Estrear no mundo das cervejas artesanais exige um espírito de descoberta. A variedade de tipos e marcas é grande e crescente – especialmente quando comparamos com a meia dúzia de cervejas de baixa qualidade que as multinacionais nos empurram. Todo dia surgem novos cervejeiros amadores (no melhor sentido que a palavra pode ter), que produzem cervejas ao seu gosto nas suas casas para compartilharem com amigos; microcervejarias de alta qualidade; e, consequentemente novas marcas. A variedade é tão grande, que é bastante difícil encontrar algum tipo de classificação. Uma possível é a cerveja musical.

 

Sim, isso mesmo, cerveja musical. Até onde sei, elas não são produzidas ao som de qualquer tipo de música, mas levam a assinatura de alguma banda mais ou menos conhecida. As bandas de rock (considerando-o como uma categoria bem ampla) são as campeãs. Pode-se encontrar no mercado uma série delas. Tenho alguma dúvida se a razão de tais novidades é mais uma expressão artística, de um estilo de vida defendido pelos músicos ou se são uma alternativa econômica em tempos de grandes dificuldades para se venderem discos. Segue uma pequena lista com meus comentários:

Camila, Camila: A música narra uma paixão adolescente e a cerveja representa bem esse espírito.

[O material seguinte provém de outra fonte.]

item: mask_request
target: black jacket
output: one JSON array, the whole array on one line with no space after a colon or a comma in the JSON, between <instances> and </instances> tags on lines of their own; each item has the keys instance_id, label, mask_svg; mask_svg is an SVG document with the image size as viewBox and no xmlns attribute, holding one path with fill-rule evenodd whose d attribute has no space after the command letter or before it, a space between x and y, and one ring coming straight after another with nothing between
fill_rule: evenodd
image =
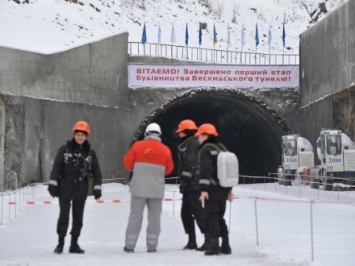
<instances>
[{"instance_id":1,"label":"black jacket","mask_svg":"<svg viewBox=\"0 0 355 266\"><path fill-rule=\"evenodd\" d=\"M198 161L200 170L200 188L208 192L209 200L227 200L231 188L224 188L219 185L217 177L217 156L218 150L208 143L220 146L216 137L209 137L199 147Z\"/></svg>"},{"instance_id":2,"label":"black jacket","mask_svg":"<svg viewBox=\"0 0 355 266\"><path fill-rule=\"evenodd\" d=\"M99 161L95 151L91 149L90 143L85 141L79 145L73 138L59 148L54 159L49 183L57 183L60 199L86 200L90 160L91 172L94 176L94 189L101 190L102 176Z\"/></svg>"},{"instance_id":3,"label":"black jacket","mask_svg":"<svg viewBox=\"0 0 355 266\"><path fill-rule=\"evenodd\" d=\"M186 136L178 145L180 192L200 191L198 184L197 153L199 142L194 136Z\"/></svg>"}]
</instances>

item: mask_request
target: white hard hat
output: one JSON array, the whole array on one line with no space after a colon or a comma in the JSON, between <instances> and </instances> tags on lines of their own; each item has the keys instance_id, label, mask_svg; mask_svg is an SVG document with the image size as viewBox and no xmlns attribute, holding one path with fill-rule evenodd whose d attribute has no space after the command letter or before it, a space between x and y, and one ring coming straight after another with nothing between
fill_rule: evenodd
<instances>
[{"instance_id":1,"label":"white hard hat","mask_svg":"<svg viewBox=\"0 0 355 266\"><path fill-rule=\"evenodd\" d=\"M145 135L148 134L148 132L155 132L158 133L159 135L161 135L161 129L160 126L157 123L150 123L147 128L145 129Z\"/></svg>"}]
</instances>

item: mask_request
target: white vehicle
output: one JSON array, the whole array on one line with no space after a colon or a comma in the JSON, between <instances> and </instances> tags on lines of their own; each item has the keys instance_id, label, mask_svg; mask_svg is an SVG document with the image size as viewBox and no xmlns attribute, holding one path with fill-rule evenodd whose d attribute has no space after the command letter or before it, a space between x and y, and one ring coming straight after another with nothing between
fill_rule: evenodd
<instances>
[{"instance_id":1,"label":"white vehicle","mask_svg":"<svg viewBox=\"0 0 355 266\"><path fill-rule=\"evenodd\" d=\"M299 167L314 167L312 144L298 134L281 138L282 166L278 168L278 183L290 186Z\"/></svg>"},{"instance_id":2,"label":"white vehicle","mask_svg":"<svg viewBox=\"0 0 355 266\"><path fill-rule=\"evenodd\" d=\"M341 130L321 130L317 155L320 165L317 174L311 176L324 190L332 190L335 183L348 183L351 178L355 181L355 143Z\"/></svg>"}]
</instances>

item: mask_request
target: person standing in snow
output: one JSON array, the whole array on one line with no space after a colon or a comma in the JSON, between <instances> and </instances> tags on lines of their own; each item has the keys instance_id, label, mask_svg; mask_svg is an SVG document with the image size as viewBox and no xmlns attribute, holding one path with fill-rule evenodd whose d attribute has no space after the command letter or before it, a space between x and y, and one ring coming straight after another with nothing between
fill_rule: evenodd
<instances>
[{"instance_id":1,"label":"person standing in snow","mask_svg":"<svg viewBox=\"0 0 355 266\"><path fill-rule=\"evenodd\" d=\"M101 197L102 177L96 153L87 141L90 126L85 121L78 121L73 127L74 137L66 145L59 148L54 160L53 169L48 182L51 196L59 198L59 219L57 233L59 243L54 253L61 254L64 239L69 226L70 206L72 209L72 230L70 253L83 254L85 251L78 245L85 200L88 194L88 175L94 178L93 194L95 199Z\"/></svg>"},{"instance_id":2,"label":"person standing in snow","mask_svg":"<svg viewBox=\"0 0 355 266\"><path fill-rule=\"evenodd\" d=\"M176 131L180 138L178 145L178 176L180 179L180 192L182 193L181 220L185 233L189 236L189 240L183 249L206 251L209 235L205 225L204 209L199 201L201 190L196 168L200 144L194 136L196 131L195 122L189 119L182 120ZM201 233L205 235L205 243L199 248L196 243L195 220Z\"/></svg>"},{"instance_id":3,"label":"person standing in snow","mask_svg":"<svg viewBox=\"0 0 355 266\"><path fill-rule=\"evenodd\" d=\"M212 124L202 124L196 134L199 147L198 161L200 166L200 201L205 207L207 230L210 234L210 242L205 255L231 254L229 245L228 228L224 220L226 201L232 201L232 188L219 185L217 178L218 149L225 150L223 144L218 142L218 132ZM213 144L217 147L213 147ZM219 237L222 237L222 245L219 247Z\"/></svg>"},{"instance_id":4,"label":"person standing in snow","mask_svg":"<svg viewBox=\"0 0 355 266\"><path fill-rule=\"evenodd\" d=\"M164 176L174 169L170 149L161 143L161 128L151 123L144 140L135 142L124 156L124 166L133 171L130 181L131 210L123 250L133 253L142 227L143 212L148 208L146 243L148 252L156 252L160 234L160 215L164 197Z\"/></svg>"}]
</instances>

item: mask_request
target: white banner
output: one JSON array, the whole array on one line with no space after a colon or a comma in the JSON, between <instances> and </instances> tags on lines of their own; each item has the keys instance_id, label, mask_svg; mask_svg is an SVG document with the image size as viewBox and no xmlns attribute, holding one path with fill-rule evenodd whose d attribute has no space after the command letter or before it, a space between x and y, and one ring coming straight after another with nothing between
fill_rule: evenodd
<instances>
[{"instance_id":1,"label":"white banner","mask_svg":"<svg viewBox=\"0 0 355 266\"><path fill-rule=\"evenodd\" d=\"M299 87L298 65L128 65L128 85L139 87Z\"/></svg>"}]
</instances>

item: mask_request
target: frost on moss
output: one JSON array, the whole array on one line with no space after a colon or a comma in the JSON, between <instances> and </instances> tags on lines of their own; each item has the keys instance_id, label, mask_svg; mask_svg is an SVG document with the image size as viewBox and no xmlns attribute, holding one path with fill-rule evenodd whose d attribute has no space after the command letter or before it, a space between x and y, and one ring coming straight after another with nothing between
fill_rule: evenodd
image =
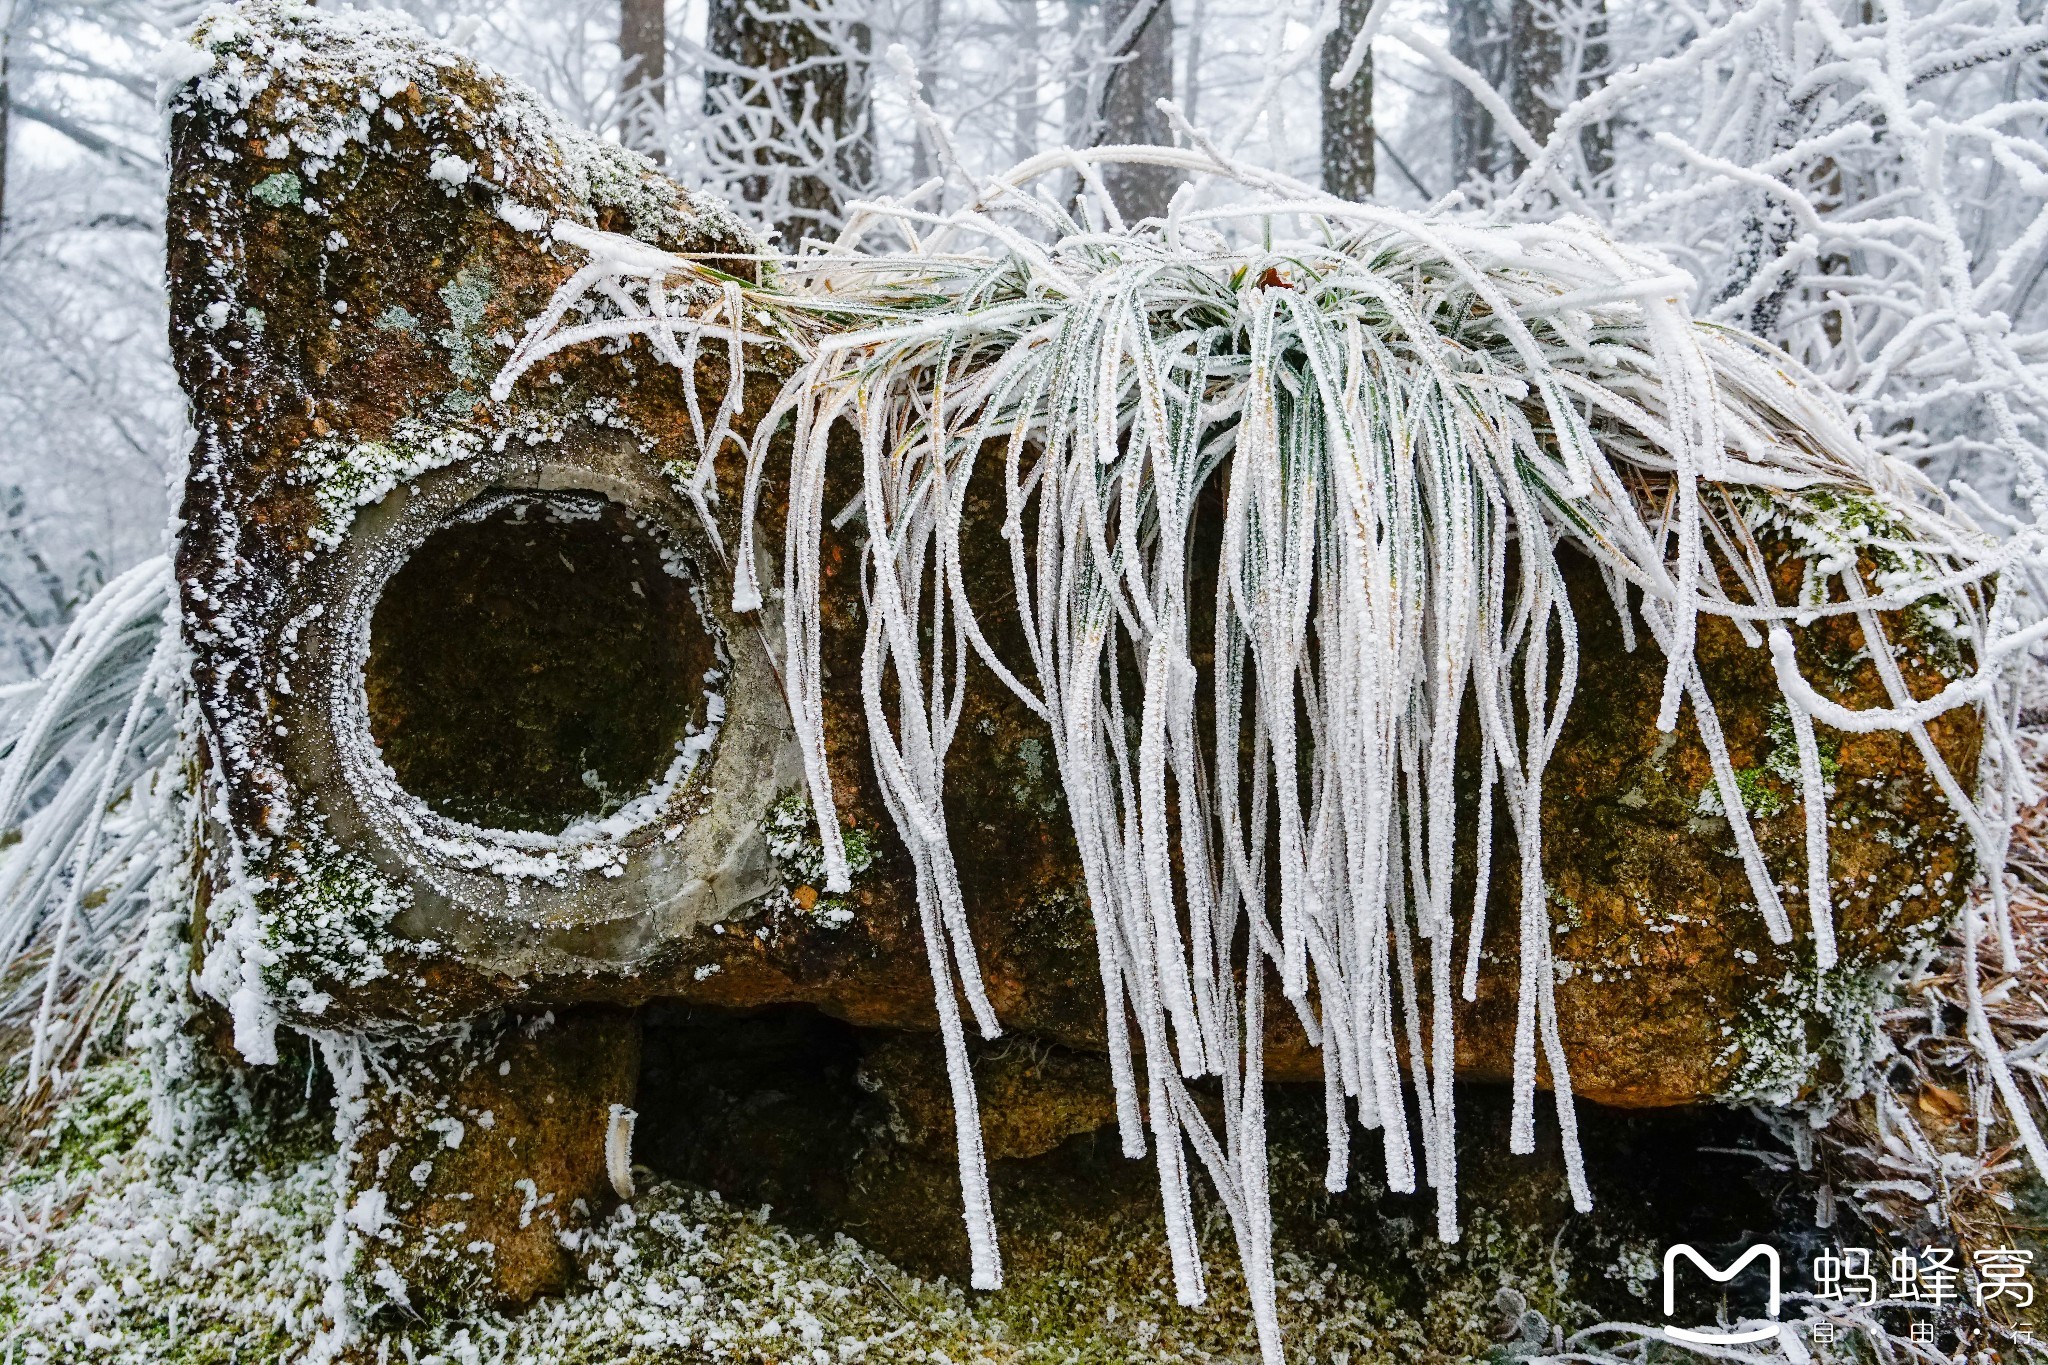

A pílsen, produzida pela excelente cervejaria Bamberg e sob supervisão do grande apreciador de cervejas e baterista da Nenhum de Nós, Sady Homrich, é uma grande cerveja. Assim como adolescentes, as cervejas pílsen não tem um grande corpo, nem são muito complexas. Essa pílsen não é tão leve assim, mas pode ser uma encantadora companhia para uma noite de calor.

Raimundos: A Helles é nada complicada, mas é perfeitinha. É uma cerveja de baixa fermentação, como as pílsen. Segue o estilo leve e descomplicado, mas com aromas um pouco mais complexos e um corpo mais interessante. Pra quem tá contente com as malvada, achando que é o tal, apareceu essa coisinha. Vale a pena. Ao menos dá um selinho.

Sepultura Weizen: Não entendo por que escolheram uma Weizen – cerveja de trigo de alta fermentação. Sou fã das weizen e gostei muito dessa cerveja, do seu frescor e do seu aroma típico de banana. Mas, do Sepultura, eu esperava um Barley Wine (vinho de cevada, cervejas extremamente alcoólicas e potentes). O pessoal da Bamberg caprichou, a cor da cerveja é um pouco mais escura que as habituais e mais encorpada.

Matanza: Essa cerveja é meio endiabrada, poderia ter aparecido antes aqui. Das cervejas de hoje, acredito que seja a que tenha conseguido mais bem traduzir o estilo da banda na cerveja. A começar pela alta qualidade (musical da banda e técnica da cerveja), sem perder o bom humor(nas letras das músicas e no rótulo da cerveja. Uma IPA de respeito.

AC/DC:
Se você gosta da banda, continue escutando as músicas – essa cerveja não faz falta na vida de ninguém. A cerveja é boa, mas não tem coisa alguma que justifique o seu preço além da embalagem. Só vale a pena pra quem coleciona latinhas. Repito, uma boa cerveja, mas sem  nada de extraordinário.